The Patriots are doing with their wideouts what they normally do with their secondary. Baling wire? Check. Bubble gum? Check. Duct tape? Check. Reche Caldwell is playing above his head. Troy Brown is defying his age and Chad Jackson is a rookie, and it shows. The Jets on the other hand have solid players at each wideout slot. Coles, who is questionable, will likely play. It’s playoff football. Cotchery and McCareins are capable threats and all three work hard to gain those important yards after the catch.

Ben Watson
Daniel Graham
David Thomas
Advantage Pats Chris Baker
Sean Ryan

Add Ben Watson tot he list of walking wounded in Patriot country. If he was definite for Sunday’s game, this advantage would be blown open. Watson can block, catch and run well. The downside is his health and his status as second most prolific fumbler on the team after Tom Brady. In his stead the Patriots will use Graham and Thomas. Both are solid if unspectacular players. Baker is okay, but he is on par with Thomas. Unspectacular. In that environment New England benefits from Watson’s return, but is not crippled if he remains sidelined.

Richard Seymour
Tedy Bruschi
Asante Samuel
Advantage Pats Bryan Thomas
Jonathan Vilma
Kerry Rhodes

The Jets have a nice defense. It is effective at keeping points off the board. But they give up a lot of yards in a bend, don’t break style D. New England’s defense is hampered by the absence of emotional Rodney Harrison. Samuel’s ten picks are a plus, but the competence and talents of New England’s defense far out classes that of the Jets. The Jets linebackers are probably superior to New England’s largely because of the playmaking difference that Jonathan Vilma makes, as opposed to the slower Patriots linebackers. The secondaries both have holes, and it comes down to which quarterback can better exploit those holes. New England’s holes are deep. New York is weak at corner.

Stephen Gostkowski
Todd Saurbrun
Ellis Hobbs
Advantage Jets Mike Nugent
Ben Graham
Justin Miller

The Jets advantage here is pronounced. The Patriots rookie kicker has struggled. Sauerbrun is the third punter the Patriots have used this year and Hobbs is not the equal of Maroney or Justin Miller returning kicks. Nugent and Graham have been solid in the kicking game. And Miller is going to the Pro Bowl. Game. Set. Match.

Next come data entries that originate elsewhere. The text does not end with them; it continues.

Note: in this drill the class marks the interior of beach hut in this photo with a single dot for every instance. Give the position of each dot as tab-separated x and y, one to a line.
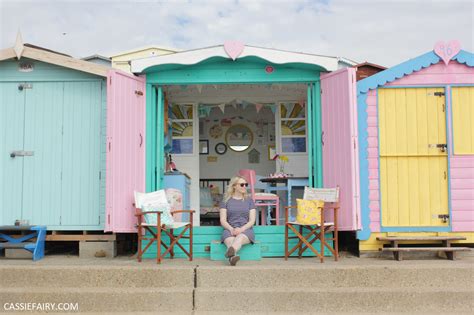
216	131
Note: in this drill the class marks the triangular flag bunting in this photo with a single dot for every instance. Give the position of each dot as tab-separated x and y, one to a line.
273	108
222	107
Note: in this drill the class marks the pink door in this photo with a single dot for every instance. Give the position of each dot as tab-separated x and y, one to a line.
339	137
125	170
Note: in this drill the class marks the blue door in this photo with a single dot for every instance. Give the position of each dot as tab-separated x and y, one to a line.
42	171
12	109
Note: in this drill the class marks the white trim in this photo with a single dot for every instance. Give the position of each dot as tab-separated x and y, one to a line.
191	57
131	51
57	59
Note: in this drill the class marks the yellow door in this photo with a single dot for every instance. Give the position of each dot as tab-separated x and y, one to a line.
413	157
463	119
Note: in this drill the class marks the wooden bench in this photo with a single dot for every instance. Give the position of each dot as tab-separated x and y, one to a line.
36	233
445	240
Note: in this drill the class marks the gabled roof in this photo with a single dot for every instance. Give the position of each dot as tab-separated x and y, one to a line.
369	65
173	50
408	67
52	57
190	57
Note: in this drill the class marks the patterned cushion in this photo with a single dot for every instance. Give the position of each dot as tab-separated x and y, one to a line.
152	218
154	201
308	212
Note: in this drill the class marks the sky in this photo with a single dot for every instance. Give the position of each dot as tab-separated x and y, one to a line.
381	32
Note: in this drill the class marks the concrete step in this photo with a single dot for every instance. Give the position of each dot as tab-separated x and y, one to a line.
105	299
250	252
327	299
450	276
96	277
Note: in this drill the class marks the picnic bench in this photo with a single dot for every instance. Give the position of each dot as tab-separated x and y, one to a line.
445	245
33	241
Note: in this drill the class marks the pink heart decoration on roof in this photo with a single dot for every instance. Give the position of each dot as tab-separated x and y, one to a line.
446	51
233	48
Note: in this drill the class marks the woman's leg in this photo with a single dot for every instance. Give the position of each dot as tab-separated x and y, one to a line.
228	241
240	240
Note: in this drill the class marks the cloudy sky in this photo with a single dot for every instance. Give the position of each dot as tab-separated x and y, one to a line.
383	32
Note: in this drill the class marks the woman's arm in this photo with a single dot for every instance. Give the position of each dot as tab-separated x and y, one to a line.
223	219
252	217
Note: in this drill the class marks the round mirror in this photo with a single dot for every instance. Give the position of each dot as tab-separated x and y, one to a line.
239	138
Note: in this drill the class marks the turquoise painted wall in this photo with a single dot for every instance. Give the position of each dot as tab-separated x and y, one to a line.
62	117
272	240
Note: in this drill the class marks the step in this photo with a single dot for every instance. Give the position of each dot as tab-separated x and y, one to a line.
420	238
328	299
97	277
106	299
247	252
397	276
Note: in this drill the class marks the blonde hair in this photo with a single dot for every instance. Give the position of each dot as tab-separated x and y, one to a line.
231	188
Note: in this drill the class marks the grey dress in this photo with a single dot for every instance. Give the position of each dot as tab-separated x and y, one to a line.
238	212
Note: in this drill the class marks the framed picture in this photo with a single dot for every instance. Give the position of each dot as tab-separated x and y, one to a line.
271	152
203	147
221	148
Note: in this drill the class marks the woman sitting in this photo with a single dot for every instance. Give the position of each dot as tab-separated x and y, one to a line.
237	216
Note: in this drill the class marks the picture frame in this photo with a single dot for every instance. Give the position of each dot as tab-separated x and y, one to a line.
203	147
220	148
271	152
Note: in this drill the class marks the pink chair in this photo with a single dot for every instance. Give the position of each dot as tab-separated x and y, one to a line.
261	199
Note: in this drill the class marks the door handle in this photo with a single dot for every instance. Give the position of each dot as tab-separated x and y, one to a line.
442	146
21	153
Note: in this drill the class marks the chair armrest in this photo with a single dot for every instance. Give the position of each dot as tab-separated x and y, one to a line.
191	212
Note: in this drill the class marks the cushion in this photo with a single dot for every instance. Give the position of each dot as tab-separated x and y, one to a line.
152	218
206	198
154	201
175	199
308	212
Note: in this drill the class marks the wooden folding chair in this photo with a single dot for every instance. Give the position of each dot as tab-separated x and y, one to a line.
156	231
317	231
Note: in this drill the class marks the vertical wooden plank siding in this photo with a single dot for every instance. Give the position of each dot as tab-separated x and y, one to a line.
81	154
463	120
42	192
317	133
125	148
12	111
413	173
462	161
339	150
309	104
461	169
373	161
160	139
150	139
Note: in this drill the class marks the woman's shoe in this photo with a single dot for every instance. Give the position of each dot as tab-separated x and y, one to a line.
233	260
230	252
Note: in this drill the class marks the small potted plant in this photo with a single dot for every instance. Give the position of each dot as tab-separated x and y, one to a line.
281	161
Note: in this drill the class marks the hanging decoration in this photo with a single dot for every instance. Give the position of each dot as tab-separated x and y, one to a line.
199	88
222	107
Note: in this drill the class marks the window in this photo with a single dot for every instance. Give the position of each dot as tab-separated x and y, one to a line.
181	118
463	119
292	128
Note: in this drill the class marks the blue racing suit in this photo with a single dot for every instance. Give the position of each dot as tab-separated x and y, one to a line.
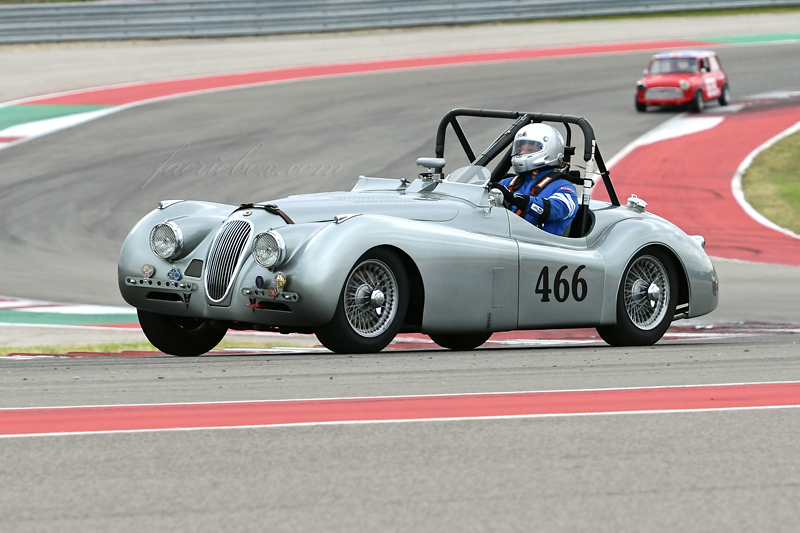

Bill Belichick Advantage Pats Eric Mangini

Mangini got the better of his former boss, partially because of personnel problems for the Patriots, but also because of his aggressive game plan in the most recent meeting. Belichick knows the Jets well, but not as well as Mangini knows the Patriots. His understanding of New England’s defense and its schemes and its plan of attack against Pennington gives him a wealth of knowledge. But Bill has been here before. He has the personnel advantage he need. He has seen this team and knows where to exploit their weaknesses.

This is by no means a lock for New England. Mangini is crafty, and his team has gotten this far. Anything is possible. The weather is expected to be warm and rainy in Foxboro. But this is the environment that Brady, Belichick and the Patriots have thrived in. They got beat last year by the Broncos in a game where New England hurt themselves often. This year to advance into the second round, they need to topple a familiar friend. Familiarity breeds contempt and there is a fair bit of animosity, especially between Belichick and Mangini. Expect both teams to be aggressive and to test each other often. New England has the better defense and that is the edge.